November 19, 2012 at 7:09 am
Jeff Moden (11/19/2012)
@Mark,That was also pretty quick. Have you been using such a thing? If so, what's your take on performance here (And, yes, I still do the test because I said I would and because I'm insanely curious about these things. 🙂 )
Nope, I don't tend to use things like this. Although performance-wise it's probably faster than pure T-SQL,
I find the overhead of deployment and maintenance doesn't make it worthwhile. Unless this sort of function is going
to be very heavily used and is performance critical, I'd stick to a nested REPLACEs. We only use SQLCLRs for a few
functions that can't be practically implemented in T-SQL, Levenshtein distance for strings for example.
Writing a half dozen lines of C# shouldn't take long anyway and it was kinda fun 🙂
____________________________________________________
Deja View - The strange feeling that somewhere, sometime you've optimised this query before
How to get the best help on a forum
http://www.sqlservercentral.com/articles/Best+Practices/61537November 19, 2012 at 8:06 am
Mark-101232 (11/19/2012)
Jeff Moden (11/19/2012)
@Mark,That was also pretty quick. Have you been using such a thing? If so, what's your take on performance here (And, yes, I still do the test because I said I would and because I'm insanely curious about these things. 🙂 )
Nope, I don't tend to use things like this. Although performance-wise it's probably faster than pure T-SQL,
I find the overhead of deployment and maintenance doesn't make it worthwhile. Unless this sort of function is going
to be very heavily used and is performance critical, I'd stick to a nested REPLACEs. We only use SQLCLRs for a few
functions that can't be practically implemented in T-SQL, Levenshtein distance for strings for example.
Writing a half dozen lines of C# shouldn't take long anyway and it was kinda fun 🙂
I'm of the same ilk. It's frequently not worth the performance gain (if there is one) to handle separately managed code, etc.
Speaking of performance gains, there frequently either isn't one or it actually causes a performance problem. I just spent a bunch of time replacing some audit log triggers that were written as a CLR because someone wanted it so that it would automatically figure out if you added a column to the given table. It would take 4 minutes to update just 5 columns on a 137 column (don't ask... I didn't design it). I wrote some code to build hardcoded triggers from the table schema and 10K rows could suddenly be upated in milliseconds.

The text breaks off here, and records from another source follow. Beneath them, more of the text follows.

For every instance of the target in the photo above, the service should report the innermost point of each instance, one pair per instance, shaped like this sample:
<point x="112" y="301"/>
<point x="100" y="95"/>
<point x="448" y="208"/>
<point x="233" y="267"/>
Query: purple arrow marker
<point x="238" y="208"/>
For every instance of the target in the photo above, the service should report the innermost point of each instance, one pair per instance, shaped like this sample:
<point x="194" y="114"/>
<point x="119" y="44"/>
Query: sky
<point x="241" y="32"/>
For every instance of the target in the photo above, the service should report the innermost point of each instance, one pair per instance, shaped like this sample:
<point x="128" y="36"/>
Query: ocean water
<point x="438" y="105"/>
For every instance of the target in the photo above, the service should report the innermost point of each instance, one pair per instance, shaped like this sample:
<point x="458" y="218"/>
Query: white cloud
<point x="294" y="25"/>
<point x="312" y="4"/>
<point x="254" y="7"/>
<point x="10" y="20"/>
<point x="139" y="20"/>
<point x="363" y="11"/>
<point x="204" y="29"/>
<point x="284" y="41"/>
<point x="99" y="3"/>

Things like the Levenshtein distance algorithm are a whole 'nuther story.
--Jeff Moden
Change is inevitable... Change for the better is not.
November 19, 2012 at 9:36 am
Jeff Moden (11/19/2012)
...
To answer the rest, the only way to know for sure is to run a test or two. If someone would create a CLR to drop characters 0 thru 31 and 127, script it out and send it to me (I don't have a C# environment setup and wouldn't know what to do with it if I did), I'd be happy to test it, publish the results, and share the documented test code.
First, I would really like to mentioned that in my previous post I've tried to make the attention to a bit unfair comparison between dedicated UDF and generic CLR wrapper around RegEx.
Now looking into more details of this OP question...
I can see that to do what OP needs I wouldn't not use RegEx at all!
However I wouldn't use StringBuilder either...
Here is my version of CLR based on plain char array:
[Microsoft.SqlServer.Server.SqlFunction]
public static String RemoveCrap(String val)
{
if (val == null) return null;
char[] chrs = new char[val.Length];
int indx = 0;
foreach (char c in val)
{
if ((int) c > 31 && (int) c != 127)
{
chrs[indx] = c;
indx++;
}
}
return new string(chrs, 0, indx);
}
Now, using Jeff's test setup some performance testing:
DECLARE @Start DATETIME, @End DATETIME
DECLARE @var varchar(max)
PRINT 'T-SQL nested REPLACE'
SET @Start = GETUTCDATE()
SELECT @var = ca.CleanedString
FROM #TestTable tt
CROSS APPLY dbo.DropControlCharacters(tt.SomeString) ca
PRINT DATEDIFF(ms,@start,GETUTCDATE());
PRINT 'CLR with String Builder'
SET @Start = GETUTCDATE()
SELECT @var = dbo.RemoveCtrlChars(tt.SomeString)
FROM #TestTable tt
PRINT DATEDIFF(ms,@start,GETUTCDATE());
PRINT 'CLR plain'
SET @Start = GETUTCDATE()
SELECT @var = dbo.RemoveCrap(tt.SomeString)
FROM #TestTable tt
PRINT DATEDIFF(ms,@start,GETUTCDATE());
And here results I got:
T-SQL nested REPLACE
2503
CLR with String Builder
546
CLR plain
343
CLR with StringBuilder is five times faster than T-SQL UDF with nested REPLACE.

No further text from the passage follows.